I eventually got my chance. I was with two other friends when the three of us bumped into Minsky in the reception area of the conference hall. Without hesitation I approached and introduced myself. After we shook hands I told him how much I appreciated his work and how much of an honour it was for me to finally meet him. He nodded his head and didn’t say a word.

I was surprised by how old he looked. Minsky is now 80 years old and has been working in the field of neuroscience since the 1950s. Despite his age he recently published a book, The Emotion Machine: Commonsense Thinking, Artificial Intelligence, and the Future of the Human Mind. Minsky just keeps on going.

Working to move the conversation along, I told him that while I was conducting research for my presentation I discovered that he was a presenter at the seminal SETI conference in 1971 in Byurakan. Minsky made waves at that conference by having the audacity to suggest that advanced extraterrestrial civilizations would likely be comprised of machine minds. It was a controversial suggestion, one that has only come into acceptance in more recent times. I asked Minsky for a first-hand account of how his idea was received back in 1971.

He stood there, just blankly looking at me, and didn’t say a single word. We all waited in silence for what seemed an eternity. I got the distinct impression that he was thoroughly disinterested in our little group.

Being a sucker for punishment I decided to move the conversation along. I unabashedly gave him the 10 second executive summary of my TV07 presentation, where I make some claims about the limitations of extraterrestrial civilizations and how this might account for the Great Silence and the problem that is the Fermi Paradox.

This finally got Minsky going. He had attended a SETI conference two weeks prior and was impressed with what he heard there. Minsky suggested that the reason we don’t see any signs of obvious megascale engineering or cosmological re-tuning by advanced ETI’s is that they have no sense of urgency to embark upon such projects. He argued that advanced intelligences won’t engage in these sorts of Universe changing exercises until the very late stages of the cosmos.

Jeez, I thought to myself, I hadn't considered that.

Leave it to Marvin Minsky to give me some serious food for thought a mere two hours before I was to give my talk. I was suddenly worried that this consideration would pierce a glaring hole in my argument.

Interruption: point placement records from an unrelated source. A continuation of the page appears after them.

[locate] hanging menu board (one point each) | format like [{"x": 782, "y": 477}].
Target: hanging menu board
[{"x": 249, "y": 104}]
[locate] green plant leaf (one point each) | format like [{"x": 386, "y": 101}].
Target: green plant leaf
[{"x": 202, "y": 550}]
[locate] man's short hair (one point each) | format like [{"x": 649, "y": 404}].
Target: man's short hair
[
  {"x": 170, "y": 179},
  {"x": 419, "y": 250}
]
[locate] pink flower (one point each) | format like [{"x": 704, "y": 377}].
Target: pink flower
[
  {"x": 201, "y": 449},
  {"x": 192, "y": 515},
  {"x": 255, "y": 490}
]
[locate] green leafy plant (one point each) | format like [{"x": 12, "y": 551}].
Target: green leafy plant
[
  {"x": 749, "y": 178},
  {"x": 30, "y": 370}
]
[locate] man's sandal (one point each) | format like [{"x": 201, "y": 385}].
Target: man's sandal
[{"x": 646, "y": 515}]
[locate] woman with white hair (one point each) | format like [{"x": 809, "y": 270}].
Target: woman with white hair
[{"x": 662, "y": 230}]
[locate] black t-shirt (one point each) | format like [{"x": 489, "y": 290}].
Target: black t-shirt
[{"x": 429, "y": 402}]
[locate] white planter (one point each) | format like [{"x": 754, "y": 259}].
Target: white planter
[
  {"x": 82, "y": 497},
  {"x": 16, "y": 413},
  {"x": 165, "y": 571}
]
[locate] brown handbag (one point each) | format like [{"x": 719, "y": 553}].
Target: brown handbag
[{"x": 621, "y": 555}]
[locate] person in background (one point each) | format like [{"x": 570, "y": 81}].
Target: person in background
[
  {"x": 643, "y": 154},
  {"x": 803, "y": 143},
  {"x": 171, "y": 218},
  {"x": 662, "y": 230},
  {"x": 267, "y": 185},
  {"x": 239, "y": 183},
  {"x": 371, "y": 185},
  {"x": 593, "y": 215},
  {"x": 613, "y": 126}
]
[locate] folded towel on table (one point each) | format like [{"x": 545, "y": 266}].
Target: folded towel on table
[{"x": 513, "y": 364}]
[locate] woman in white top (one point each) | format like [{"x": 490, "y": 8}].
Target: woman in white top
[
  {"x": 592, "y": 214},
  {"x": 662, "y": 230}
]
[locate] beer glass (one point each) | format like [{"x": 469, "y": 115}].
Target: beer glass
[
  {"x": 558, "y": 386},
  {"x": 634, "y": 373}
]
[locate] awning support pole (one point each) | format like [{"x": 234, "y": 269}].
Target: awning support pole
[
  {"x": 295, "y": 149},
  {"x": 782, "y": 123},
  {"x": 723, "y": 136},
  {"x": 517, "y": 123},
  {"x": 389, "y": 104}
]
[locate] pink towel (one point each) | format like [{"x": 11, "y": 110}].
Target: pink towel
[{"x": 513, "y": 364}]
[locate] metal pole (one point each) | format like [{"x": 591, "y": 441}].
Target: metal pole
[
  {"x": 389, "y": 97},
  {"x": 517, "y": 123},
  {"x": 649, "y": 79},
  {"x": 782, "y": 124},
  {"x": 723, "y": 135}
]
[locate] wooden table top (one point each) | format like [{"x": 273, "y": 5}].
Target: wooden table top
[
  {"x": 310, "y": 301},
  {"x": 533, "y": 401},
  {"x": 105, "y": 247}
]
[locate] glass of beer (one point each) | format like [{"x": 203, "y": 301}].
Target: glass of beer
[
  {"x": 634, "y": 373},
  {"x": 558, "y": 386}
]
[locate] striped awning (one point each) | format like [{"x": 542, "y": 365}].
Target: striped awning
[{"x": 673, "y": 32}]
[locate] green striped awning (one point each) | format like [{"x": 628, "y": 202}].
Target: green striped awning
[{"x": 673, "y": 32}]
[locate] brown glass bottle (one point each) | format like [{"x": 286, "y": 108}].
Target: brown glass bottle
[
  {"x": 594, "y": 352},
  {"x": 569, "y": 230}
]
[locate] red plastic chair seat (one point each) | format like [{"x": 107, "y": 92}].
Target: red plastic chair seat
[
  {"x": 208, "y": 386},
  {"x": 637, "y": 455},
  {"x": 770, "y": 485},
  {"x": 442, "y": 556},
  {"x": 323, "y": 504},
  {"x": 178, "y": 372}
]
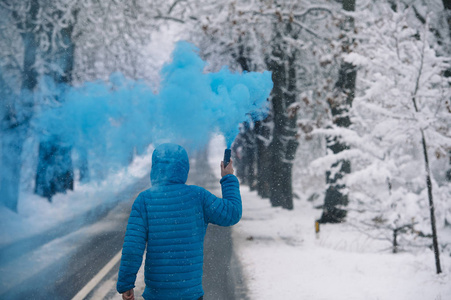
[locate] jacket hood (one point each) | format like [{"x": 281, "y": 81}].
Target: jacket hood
[{"x": 170, "y": 165}]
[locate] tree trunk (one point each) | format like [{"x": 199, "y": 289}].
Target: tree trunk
[
  {"x": 263, "y": 135},
  {"x": 345, "y": 89},
  {"x": 16, "y": 123},
  {"x": 431, "y": 205},
  {"x": 284, "y": 144},
  {"x": 55, "y": 170}
]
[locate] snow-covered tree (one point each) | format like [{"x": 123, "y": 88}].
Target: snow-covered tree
[
  {"x": 400, "y": 126},
  {"x": 285, "y": 37},
  {"x": 69, "y": 41}
]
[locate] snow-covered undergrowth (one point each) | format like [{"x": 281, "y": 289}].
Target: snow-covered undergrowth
[
  {"x": 283, "y": 258},
  {"x": 36, "y": 215}
]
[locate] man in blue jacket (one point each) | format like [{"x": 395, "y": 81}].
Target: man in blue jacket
[{"x": 171, "y": 218}]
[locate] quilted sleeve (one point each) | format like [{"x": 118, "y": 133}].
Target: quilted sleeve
[
  {"x": 225, "y": 211},
  {"x": 134, "y": 245}
]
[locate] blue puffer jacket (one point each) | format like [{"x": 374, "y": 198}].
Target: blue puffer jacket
[{"x": 171, "y": 218}]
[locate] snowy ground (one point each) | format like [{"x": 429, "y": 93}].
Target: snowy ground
[{"x": 283, "y": 258}]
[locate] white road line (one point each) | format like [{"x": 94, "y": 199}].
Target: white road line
[{"x": 94, "y": 281}]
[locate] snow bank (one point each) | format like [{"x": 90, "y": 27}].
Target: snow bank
[
  {"x": 283, "y": 258},
  {"x": 36, "y": 214}
]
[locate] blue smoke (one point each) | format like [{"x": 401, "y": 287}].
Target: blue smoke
[{"x": 109, "y": 122}]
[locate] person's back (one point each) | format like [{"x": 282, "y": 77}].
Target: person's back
[{"x": 171, "y": 218}]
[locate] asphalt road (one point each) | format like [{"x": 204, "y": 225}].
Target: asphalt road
[{"x": 67, "y": 261}]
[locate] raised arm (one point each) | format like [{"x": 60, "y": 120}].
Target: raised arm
[
  {"x": 225, "y": 211},
  {"x": 134, "y": 245}
]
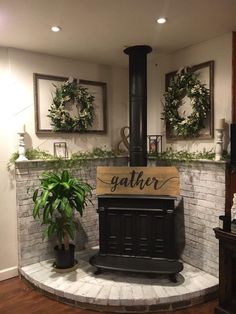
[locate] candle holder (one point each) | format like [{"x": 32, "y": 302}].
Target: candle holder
[
  {"x": 219, "y": 144},
  {"x": 21, "y": 149}
]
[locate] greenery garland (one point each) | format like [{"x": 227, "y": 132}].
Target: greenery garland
[
  {"x": 186, "y": 83},
  {"x": 71, "y": 92}
]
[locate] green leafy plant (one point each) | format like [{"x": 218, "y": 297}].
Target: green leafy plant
[
  {"x": 56, "y": 202},
  {"x": 186, "y": 83},
  {"x": 185, "y": 155},
  {"x": 78, "y": 96}
]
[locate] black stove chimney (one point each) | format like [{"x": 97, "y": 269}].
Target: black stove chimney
[{"x": 138, "y": 103}]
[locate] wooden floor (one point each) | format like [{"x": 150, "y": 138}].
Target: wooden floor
[{"x": 17, "y": 297}]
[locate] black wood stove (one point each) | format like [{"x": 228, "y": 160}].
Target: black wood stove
[{"x": 137, "y": 232}]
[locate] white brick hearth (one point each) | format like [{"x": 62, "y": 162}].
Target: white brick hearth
[{"x": 121, "y": 291}]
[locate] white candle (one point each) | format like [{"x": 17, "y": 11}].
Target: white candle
[{"x": 220, "y": 124}]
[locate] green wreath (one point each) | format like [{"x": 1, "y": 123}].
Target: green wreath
[
  {"x": 186, "y": 83},
  {"x": 71, "y": 92}
]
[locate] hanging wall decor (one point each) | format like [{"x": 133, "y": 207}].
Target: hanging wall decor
[
  {"x": 188, "y": 102},
  {"x": 63, "y": 105}
]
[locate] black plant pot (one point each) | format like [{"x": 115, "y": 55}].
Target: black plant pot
[{"x": 64, "y": 258}]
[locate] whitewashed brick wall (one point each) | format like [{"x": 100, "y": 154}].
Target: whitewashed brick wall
[
  {"x": 202, "y": 200},
  {"x": 202, "y": 188},
  {"x": 31, "y": 247}
]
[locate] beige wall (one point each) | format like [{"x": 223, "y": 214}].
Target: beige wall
[
  {"x": 218, "y": 49},
  {"x": 16, "y": 90}
]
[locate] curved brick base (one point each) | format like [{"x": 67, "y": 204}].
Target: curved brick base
[{"x": 118, "y": 291}]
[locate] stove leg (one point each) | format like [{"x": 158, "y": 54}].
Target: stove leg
[{"x": 173, "y": 278}]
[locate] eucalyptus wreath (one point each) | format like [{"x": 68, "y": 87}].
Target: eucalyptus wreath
[
  {"x": 186, "y": 83},
  {"x": 76, "y": 95}
]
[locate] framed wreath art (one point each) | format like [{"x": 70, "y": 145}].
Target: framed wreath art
[
  {"x": 63, "y": 105},
  {"x": 185, "y": 85},
  {"x": 71, "y": 94}
]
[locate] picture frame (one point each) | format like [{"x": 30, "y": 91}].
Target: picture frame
[
  {"x": 60, "y": 150},
  {"x": 205, "y": 73},
  {"x": 43, "y": 91},
  {"x": 44, "y": 87},
  {"x": 99, "y": 91}
]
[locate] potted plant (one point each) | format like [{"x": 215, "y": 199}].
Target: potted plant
[{"x": 56, "y": 202}]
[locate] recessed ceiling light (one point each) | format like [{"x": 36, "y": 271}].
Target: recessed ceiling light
[
  {"x": 161, "y": 20},
  {"x": 56, "y": 28}
]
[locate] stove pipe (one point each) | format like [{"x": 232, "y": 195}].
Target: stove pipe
[{"x": 138, "y": 104}]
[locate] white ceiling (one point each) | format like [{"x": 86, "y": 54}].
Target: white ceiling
[{"x": 98, "y": 30}]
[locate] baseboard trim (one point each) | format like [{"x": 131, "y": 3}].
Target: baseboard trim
[{"x": 8, "y": 273}]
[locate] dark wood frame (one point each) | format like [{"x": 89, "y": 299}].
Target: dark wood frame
[
  {"x": 103, "y": 87},
  {"x": 38, "y": 76},
  {"x": 234, "y": 78},
  {"x": 198, "y": 67}
]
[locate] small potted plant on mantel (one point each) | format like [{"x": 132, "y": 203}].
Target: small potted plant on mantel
[{"x": 57, "y": 200}]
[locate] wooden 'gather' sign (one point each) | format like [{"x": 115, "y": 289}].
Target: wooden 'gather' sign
[{"x": 138, "y": 180}]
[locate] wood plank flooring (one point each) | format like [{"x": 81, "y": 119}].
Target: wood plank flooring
[{"x": 16, "y": 297}]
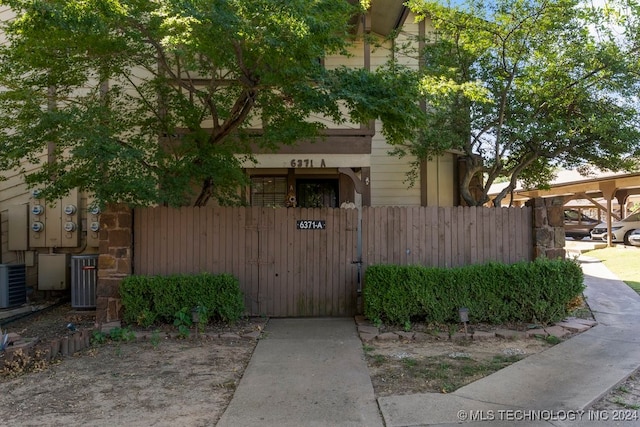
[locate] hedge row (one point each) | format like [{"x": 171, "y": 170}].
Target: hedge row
[
  {"x": 537, "y": 291},
  {"x": 150, "y": 299}
]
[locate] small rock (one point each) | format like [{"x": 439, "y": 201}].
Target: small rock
[
  {"x": 459, "y": 355},
  {"x": 387, "y": 336},
  {"x": 513, "y": 351}
]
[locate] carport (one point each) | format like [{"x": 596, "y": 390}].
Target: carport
[{"x": 607, "y": 186}]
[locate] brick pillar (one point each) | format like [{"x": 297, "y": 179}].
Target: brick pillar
[
  {"x": 114, "y": 262},
  {"x": 548, "y": 227}
]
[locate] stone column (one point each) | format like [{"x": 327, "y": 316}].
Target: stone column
[
  {"x": 114, "y": 262},
  {"x": 548, "y": 227}
]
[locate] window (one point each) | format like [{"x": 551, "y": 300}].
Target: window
[
  {"x": 317, "y": 193},
  {"x": 268, "y": 190}
]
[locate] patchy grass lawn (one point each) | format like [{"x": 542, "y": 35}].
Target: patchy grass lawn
[{"x": 624, "y": 262}]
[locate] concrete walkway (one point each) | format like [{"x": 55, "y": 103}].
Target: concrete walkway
[
  {"x": 312, "y": 372},
  {"x": 305, "y": 372}
]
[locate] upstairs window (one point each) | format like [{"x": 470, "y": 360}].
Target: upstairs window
[{"x": 268, "y": 191}]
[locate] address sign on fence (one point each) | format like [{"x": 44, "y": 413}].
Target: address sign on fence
[{"x": 311, "y": 224}]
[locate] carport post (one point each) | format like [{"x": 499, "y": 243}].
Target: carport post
[{"x": 608, "y": 191}]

After another minute of idle chit-chat I excused myself from Minsky's company and found a little corner where I could have my little micro-panic and contemplate his little theory.

The more I thought about it, however, the more unsatisfied I became with his answer; virtually everyone has a rather smug solution to the Fermi Paradox, and Marvin Minsky is no exception. Specifically, I was concerned with how such a theory could be exclusive to all civilizations. It seemed implausible to believe that not even one renegade civilization would take it upon itself to change the rules of the cosmos if it had the capacity to do so.

Moreover, given the power to reshape the Universe, a strong case could be made that a meta-ethical imperative exists to turn the madness that is existence into something profoundly more meaningful and safer. As Slavoj Žižek once said, existence is a catastrophe of the highest order. Timothy Leary described the Universe as an "ocean of chaos."

Waiting until the last minute to create a cosmological paradise (assuming such a thing is even possible) would seem to be both exceptionally risky and irresponsible -- not just to the members of a civilization capable of such feats, but to the larger universal community itself.

Phew. That's right, that's the answer. Ha, take that, Minsky!

So, after rationalizing a counter-argument to Minsky's suggestion, I was able to calm down and prepare myself for my presentation and deal with any follow-up questions that could be thrown my way.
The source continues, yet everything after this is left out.